Acrescentam-se a esta informação os estudos de Rosadas, citado por PAES 
(1992), que afirma que o treinamento só se acentuará na formação de uma 
criança quando esta apresentar uma base chamada maturação sensoriomotriz 
que, no processo de desenvolvimento da criança, só irá se manifestar na 
terceira infância. 
 
 TEIXEIRA e PINI (1978), dão a sua contribuição ao relatar que a 
idade mais adequada para o início competitivo corresponde ao período do 
desenvolvimento orgânico situado entre a puberdade e a adolescência, onde 
há maior desenvolvimento do sistema muscular. 
 
 Um consenso entre vários autores (Azevedo, Larson, Patrick e 
Barbant), citados por NAHAS (1981), é que a participação dos jovens em 
atividades altamente competitivas só deve acontecer após a fase puberal (15-
16 anos para meninos e 14-15 anos para meninas). Para OLIVEIRA (1978), a 
faixa etária adequada está acima dos 15 anos de idade, pois até esta os 
esforços de grande intensidade devem ser evitados com o objetivo de manter a 
integridade física da criança. BASAÑEZ e MONGE (1991) concordam ao 
descreverem que o desenvolvimento desportivo de alto nível deve ser iniciado 
somente quando se atingir a adolescência. Sabe-se que o treinamento 
desportivo especializado com a finalidade de alcançar um rendimento de alto 
nível inclui exigências elevadas apesar de se observarem resultados 
animadores nos trabalhos realizados com crianças. TEIXEIRA e PINI (1978), 
são de opinião que a criança e o jovem não devem ser submetidos a exercícios 
físicos praticados em épocas que não sejam adequadas ao seu 
desenvolvimento orgânico, o que pode levá-los a sofrer conseqüências 
negativas para sua idade.
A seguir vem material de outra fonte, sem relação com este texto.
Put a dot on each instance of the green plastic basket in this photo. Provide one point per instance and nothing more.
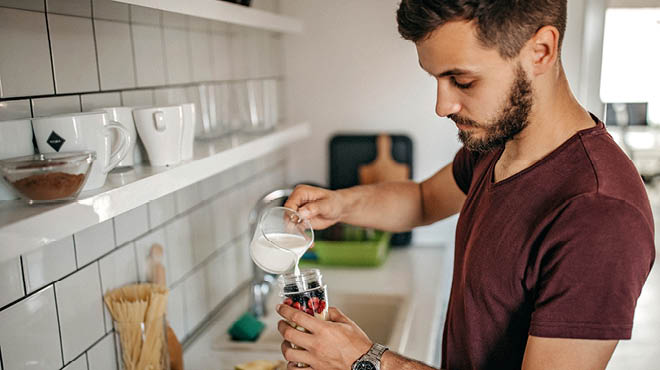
(372, 252)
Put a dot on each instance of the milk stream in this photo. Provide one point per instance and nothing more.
(278, 261)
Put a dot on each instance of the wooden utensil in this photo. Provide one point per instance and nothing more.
(384, 168)
(157, 276)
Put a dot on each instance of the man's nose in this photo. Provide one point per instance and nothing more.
(446, 103)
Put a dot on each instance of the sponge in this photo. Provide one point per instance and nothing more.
(246, 329)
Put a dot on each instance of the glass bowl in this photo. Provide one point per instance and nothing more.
(50, 177)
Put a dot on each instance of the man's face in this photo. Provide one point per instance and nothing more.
(489, 98)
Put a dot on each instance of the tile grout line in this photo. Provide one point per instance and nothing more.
(50, 47)
(59, 324)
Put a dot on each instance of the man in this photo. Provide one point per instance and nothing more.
(555, 236)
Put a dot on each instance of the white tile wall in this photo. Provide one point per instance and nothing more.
(187, 198)
(175, 310)
(177, 44)
(11, 281)
(29, 325)
(161, 210)
(200, 49)
(78, 364)
(94, 242)
(80, 311)
(117, 269)
(102, 356)
(55, 105)
(101, 100)
(110, 10)
(179, 251)
(131, 224)
(48, 263)
(74, 54)
(143, 250)
(149, 55)
(115, 54)
(14, 109)
(25, 68)
(80, 8)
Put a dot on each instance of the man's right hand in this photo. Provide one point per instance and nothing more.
(322, 207)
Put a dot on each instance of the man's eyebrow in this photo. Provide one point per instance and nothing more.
(450, 72)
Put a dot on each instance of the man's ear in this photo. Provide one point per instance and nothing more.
(542, 50)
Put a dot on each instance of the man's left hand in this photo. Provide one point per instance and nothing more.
(328, 345)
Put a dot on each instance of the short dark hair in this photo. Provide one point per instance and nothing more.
(505, 24)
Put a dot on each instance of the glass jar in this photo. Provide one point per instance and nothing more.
(305, 292)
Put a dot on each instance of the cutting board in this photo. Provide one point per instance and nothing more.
(348, 152)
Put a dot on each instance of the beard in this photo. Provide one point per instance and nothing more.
(512, 119)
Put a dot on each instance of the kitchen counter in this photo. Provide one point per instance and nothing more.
(421, 274)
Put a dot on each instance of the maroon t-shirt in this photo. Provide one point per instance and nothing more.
(559, 250)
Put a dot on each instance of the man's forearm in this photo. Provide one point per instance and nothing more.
(392, 206)
(394, 361)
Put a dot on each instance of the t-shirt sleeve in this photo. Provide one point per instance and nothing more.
(463, 168)
(590, 270)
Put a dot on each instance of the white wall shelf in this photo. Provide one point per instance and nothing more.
(225, 12)
(25, 228)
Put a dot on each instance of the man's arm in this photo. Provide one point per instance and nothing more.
(393, 206)
(565, 354)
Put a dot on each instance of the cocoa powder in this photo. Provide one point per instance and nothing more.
(49, 186)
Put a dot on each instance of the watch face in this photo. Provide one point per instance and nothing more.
(365, 365)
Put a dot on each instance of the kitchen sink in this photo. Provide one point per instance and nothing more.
(383, 317)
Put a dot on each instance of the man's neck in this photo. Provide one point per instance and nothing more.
(556, 117)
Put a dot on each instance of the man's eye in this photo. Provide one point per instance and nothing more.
(460, 85)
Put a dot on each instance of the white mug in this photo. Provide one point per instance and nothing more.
(161, 131)
(188, 137)
(84, 131)
(15, 141)
(124, 116)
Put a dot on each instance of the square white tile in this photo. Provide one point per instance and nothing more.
(177, 54)
(129, 225)
(201, 230)
(221, 42)
(102, 356)
(179, 249)
(36, 5)
(80, 309)
(135, 98)
(117, 269)
(94, 242)
(78, 364)
(25, 69)
(48, 263)
(187, 198)
(149, 55)
(29, 335)
(110, 10)
(100, 100)
(11, 281)
(175, 312)
(74, 56)
(115, 54)
(15, 109)
(161, 210)
(80, 8)
(197, 304)
(144, 15)
(143, 250)
(56, 105)
(200, 49)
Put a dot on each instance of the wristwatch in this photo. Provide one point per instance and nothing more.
(371, 359)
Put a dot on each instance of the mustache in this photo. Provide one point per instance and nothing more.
(463, 121)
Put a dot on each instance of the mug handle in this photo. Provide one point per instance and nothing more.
(159, 121)
(122, 148)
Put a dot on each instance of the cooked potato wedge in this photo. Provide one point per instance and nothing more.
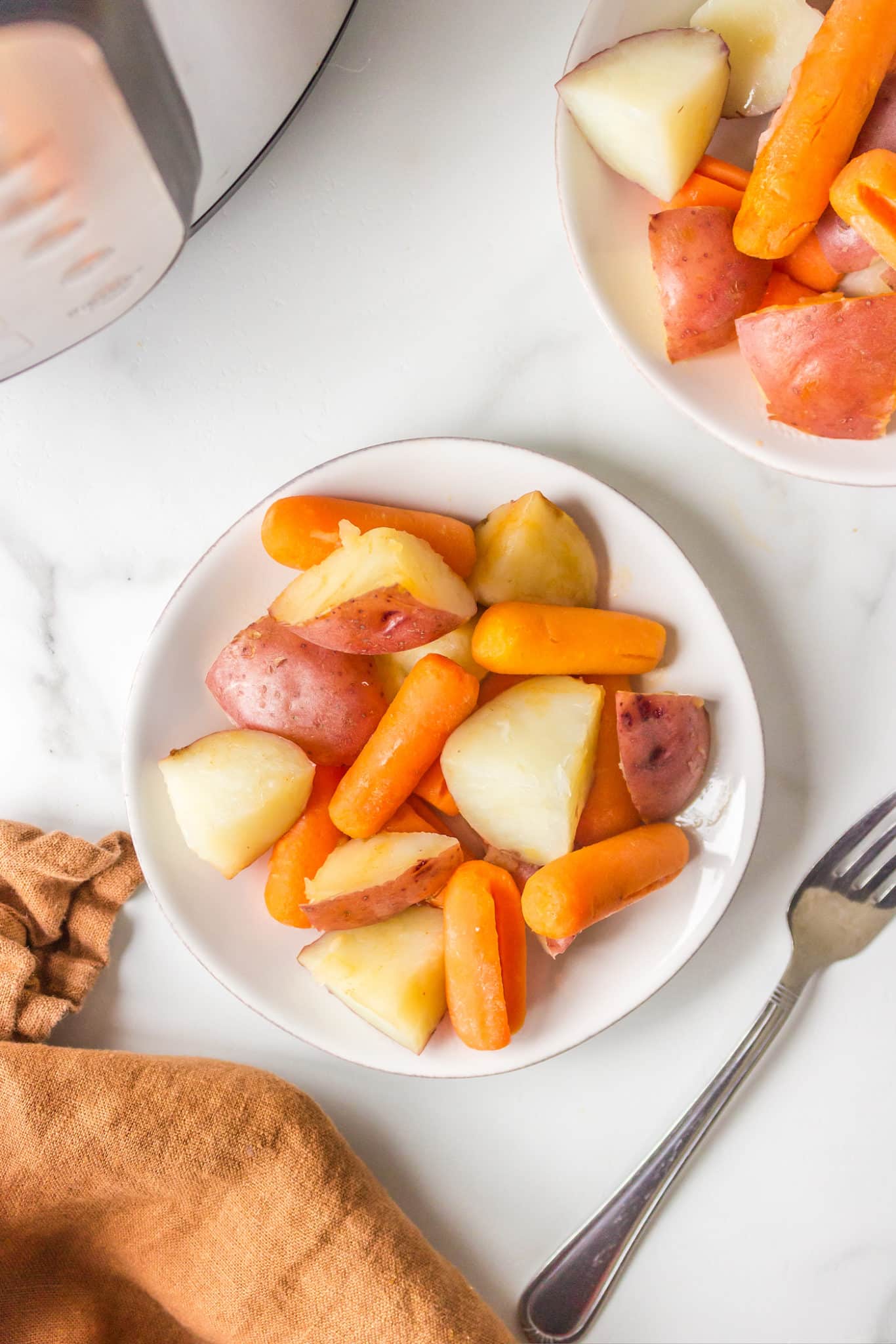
(520, 768)
(235, 793)
(390, 973)
(456, 646)
(531, 551)
(664, 747)
(366, 881)
(382, 592)
(270, 678)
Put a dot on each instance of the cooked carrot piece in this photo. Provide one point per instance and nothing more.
(511, 929)
(474, 972)
(434, 698)
(864, 195)
(809, 266)
(707, 191)
(434, 791)
(609, 809)
(301, 851)
(815, 131)
(495, 684)
(722, 171)
(567, 895)
(535, 639)
(783, 292)
(302, 530)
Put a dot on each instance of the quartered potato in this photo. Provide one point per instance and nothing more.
(390, 973)
(380, 592)
(237, 792)
(365, 881)
(531, 551)
(520, 768)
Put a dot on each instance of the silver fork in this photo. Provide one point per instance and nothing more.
(837, 910)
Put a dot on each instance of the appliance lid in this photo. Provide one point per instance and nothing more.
(243, 66)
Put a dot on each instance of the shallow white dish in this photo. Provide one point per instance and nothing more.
(606, 222)
(617, 964)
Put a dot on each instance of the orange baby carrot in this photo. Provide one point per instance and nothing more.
(815, 131)
(434, 698)
(300, 852)
(434, 791)
(864, 195)
(544, 640)
(484, 956)
(707, 191)
(809, 266)
(722, 171)
(609, 808)
(783, 291)
(511, 929)
(495, 683)
(302, 530)
(571, 892)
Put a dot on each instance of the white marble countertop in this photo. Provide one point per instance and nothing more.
(398, 268)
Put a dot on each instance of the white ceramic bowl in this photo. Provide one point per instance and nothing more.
(606, 222)
(619, 963)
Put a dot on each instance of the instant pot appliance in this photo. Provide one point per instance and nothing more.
(124, 125)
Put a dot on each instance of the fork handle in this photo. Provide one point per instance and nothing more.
(570, 1291)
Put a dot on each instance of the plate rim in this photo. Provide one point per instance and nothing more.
(666, 390)
(131, 763)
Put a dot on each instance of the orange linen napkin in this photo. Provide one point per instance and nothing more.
(160, 1200)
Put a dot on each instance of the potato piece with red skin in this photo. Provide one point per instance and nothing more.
(664, 747)
(380, 592)
(826, 368)
(366, 881)
(270, 678)
(704, 282)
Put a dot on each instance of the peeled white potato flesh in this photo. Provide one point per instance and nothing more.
(521, 766)
(456, 646)
(531, 551)
(235, 793)
(766, 39)
(378, 561)
(649, 106)
(390, 973)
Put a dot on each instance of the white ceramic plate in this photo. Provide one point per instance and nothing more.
(606, 220)
(619, 963)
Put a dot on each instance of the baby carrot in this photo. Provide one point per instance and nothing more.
(809, 266)
(493, 684)
(436, 696)
(434, 791)
(554, 640)
(567, 895)
(722, 171)
(816, 128)
(707, 191)
(301, 851)
(782, 291)
(511, 929)
(302, 531)
(609, 808)
(864, 195)
(484, 956)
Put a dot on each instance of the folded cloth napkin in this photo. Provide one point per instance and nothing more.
(152, 1200)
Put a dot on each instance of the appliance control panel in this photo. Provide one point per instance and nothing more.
(87, 220)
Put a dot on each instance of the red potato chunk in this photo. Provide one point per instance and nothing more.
(664, 746)
(704, 282)
(826, 368)
(270, 678)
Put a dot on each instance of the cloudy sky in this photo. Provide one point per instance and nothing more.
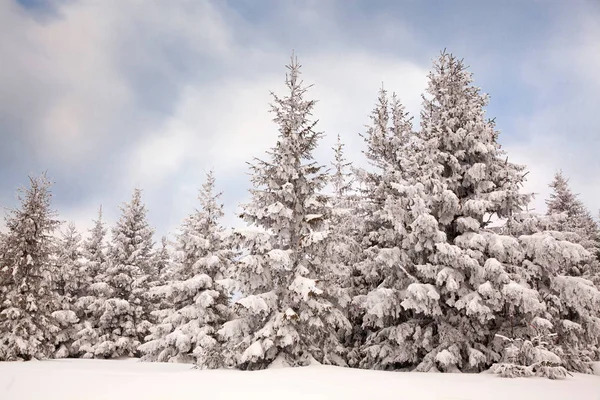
(115, 94)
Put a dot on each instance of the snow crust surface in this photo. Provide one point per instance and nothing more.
(131, 379)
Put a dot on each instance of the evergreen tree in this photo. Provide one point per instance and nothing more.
(452, 284)
(342, 245)
(27, 326)
(119, 303)
(285, 314)
(161, 260)
(70, 285)
(198, 304)
(575, 216)
(94, 249)
(377, 280)
(89, 306)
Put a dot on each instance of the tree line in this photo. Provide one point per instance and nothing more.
(427, 260)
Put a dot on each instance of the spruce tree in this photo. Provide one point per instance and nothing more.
(285, 315)
(119, 300)
(576, 217)
(27, 327)
(70, 285)
(444, 284)
(94, 250)
(90, 304)
(196, 303)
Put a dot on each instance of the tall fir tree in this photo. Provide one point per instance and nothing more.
(119, 303)
(90, 306)
(376, 274)
(285, 315)
(27, 326)
(576, 217)
(70, 284)
(94, 250)
(197, 304)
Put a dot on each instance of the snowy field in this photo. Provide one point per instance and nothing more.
(131, 379)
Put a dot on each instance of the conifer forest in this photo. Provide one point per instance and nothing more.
(423, 256)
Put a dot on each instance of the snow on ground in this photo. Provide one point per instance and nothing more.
(131, 379)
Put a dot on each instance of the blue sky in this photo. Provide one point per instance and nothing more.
(111, 95)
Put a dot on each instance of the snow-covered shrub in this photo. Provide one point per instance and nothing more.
(524, 358)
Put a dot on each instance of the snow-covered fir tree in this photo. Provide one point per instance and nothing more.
(342, 248)
(285, 314)
(570, 215)
(161, 260)
(119, 300)
(27, 325)
(70, 284)
(94, 250)
(197, 303)
(578, 218)
(387, 141)
(89, 306)
(453, 284)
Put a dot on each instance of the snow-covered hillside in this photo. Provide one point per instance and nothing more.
(131, 379)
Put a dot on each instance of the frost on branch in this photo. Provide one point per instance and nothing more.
(286, 312)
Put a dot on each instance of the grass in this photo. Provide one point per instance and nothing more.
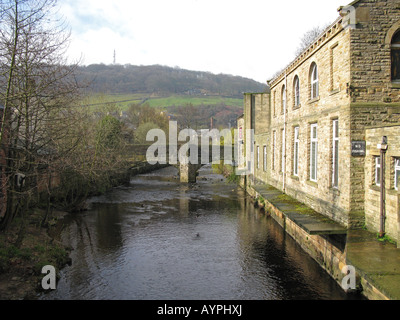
(123, 101)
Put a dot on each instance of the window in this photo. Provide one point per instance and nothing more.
(296, 152)
(314, 81)
(378, 171)
(314, 153)
(283, 106)
(335, 154)
(296, 91)
(397, 173)
(265, 158)
(273, 150)
(395, 56)
(274, 104)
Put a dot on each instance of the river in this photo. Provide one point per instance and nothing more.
(157, 239)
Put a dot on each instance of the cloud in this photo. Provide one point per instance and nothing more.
(251, 38)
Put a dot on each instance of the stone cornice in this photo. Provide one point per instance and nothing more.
(325, 36)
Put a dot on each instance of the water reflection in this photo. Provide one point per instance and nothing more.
(158, 239)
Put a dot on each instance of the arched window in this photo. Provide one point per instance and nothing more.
(296, 91)
(283, 99)
(314, 81)
(395, 49)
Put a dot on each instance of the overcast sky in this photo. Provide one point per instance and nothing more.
(249, 38)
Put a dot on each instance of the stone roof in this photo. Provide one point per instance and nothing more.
(326, 35)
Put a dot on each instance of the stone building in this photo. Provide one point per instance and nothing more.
(316, 133)
(3, 163)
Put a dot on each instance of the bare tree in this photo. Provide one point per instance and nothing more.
(308, 38)
(39, 85)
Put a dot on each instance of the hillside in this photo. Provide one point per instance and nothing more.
(164, 81)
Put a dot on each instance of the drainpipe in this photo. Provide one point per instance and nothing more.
(383, 147)
(284, 134)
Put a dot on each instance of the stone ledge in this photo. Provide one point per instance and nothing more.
(309, 220)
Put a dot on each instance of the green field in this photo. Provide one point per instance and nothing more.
(123, 101)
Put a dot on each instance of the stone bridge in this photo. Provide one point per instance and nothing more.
(187, 158)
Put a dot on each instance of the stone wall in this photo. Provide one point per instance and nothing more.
(372, 191)
(332, 57)
(377, 22)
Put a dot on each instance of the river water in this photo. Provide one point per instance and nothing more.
(157, 239)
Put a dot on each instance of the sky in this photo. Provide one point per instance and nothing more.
(248, 38)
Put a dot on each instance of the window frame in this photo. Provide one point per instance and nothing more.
(283, 151)
(296, 148)
(273, 149)
(283, 99)
(397, 174)
(265, 159)
(335, 153)
(296, 91)
(395, 50)
(314, 80)
(314, 156)
(377, 171)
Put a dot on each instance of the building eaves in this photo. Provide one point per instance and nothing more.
(326, 35)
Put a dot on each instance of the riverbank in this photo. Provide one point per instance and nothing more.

Nesse sentido CARDOSO (1997) afirma que o 
esporte antes do pleno amadurecimento sexual da pessoa só deve figurar 
como lazer e recreação. 
 
 Na opinião de LEITE (1983), as crianças devem ser submetidas a 
atividades livres e lúdicas, baseadas no desenvolvimento psicomotor, 
desenvolvimento de fatores de execução, que darão suporte a prática 
especializada. Nessas condições, a prática da atividade física atua de modo a 
favorecer completa e satisfatoriamente o crescimento e o desenvolvimento do 
indivíduo. Para o autor, fica claro ao se estudar sobre o aspecto da 
“precocidade e iniciação desportiva” que não é de grande importância a 
especialização precoce da criança, copiando técnicas específicas e 
aprimoradas. Ao contrário, é importante que a criança se instrua nos jogos 
ricos em variação e adquira através deles uma noção correta e completa dos 
possíveis aspectos qualitativos e diferenciais envolvidos nas atividades, 
favorecendo assim, a instalação de padrões motores. 
 
 Bento, citado por DARIDO e FARINHA (1995), diz que a afirmação 
de que a especialização precoce é altamente perigosa para o desenvolvimento 
da criança ignora completamente a discussão entre seu desenvolvimento e as 
exigências que lhes são colocadas, pois na preocupação obsessiva de proteger 
a criança de exigências elevadas esquece-se que a falta de exigênciasé o 
maior perigo da sobrecarga. 
 
 A preocupação em se iniciar a criança precocemente em uma 
modalidade esportiva está mais voltada para uma forma de trabalho adequado, 
que respeite o seu desenvolvimento do que com a idade propriamente dita. 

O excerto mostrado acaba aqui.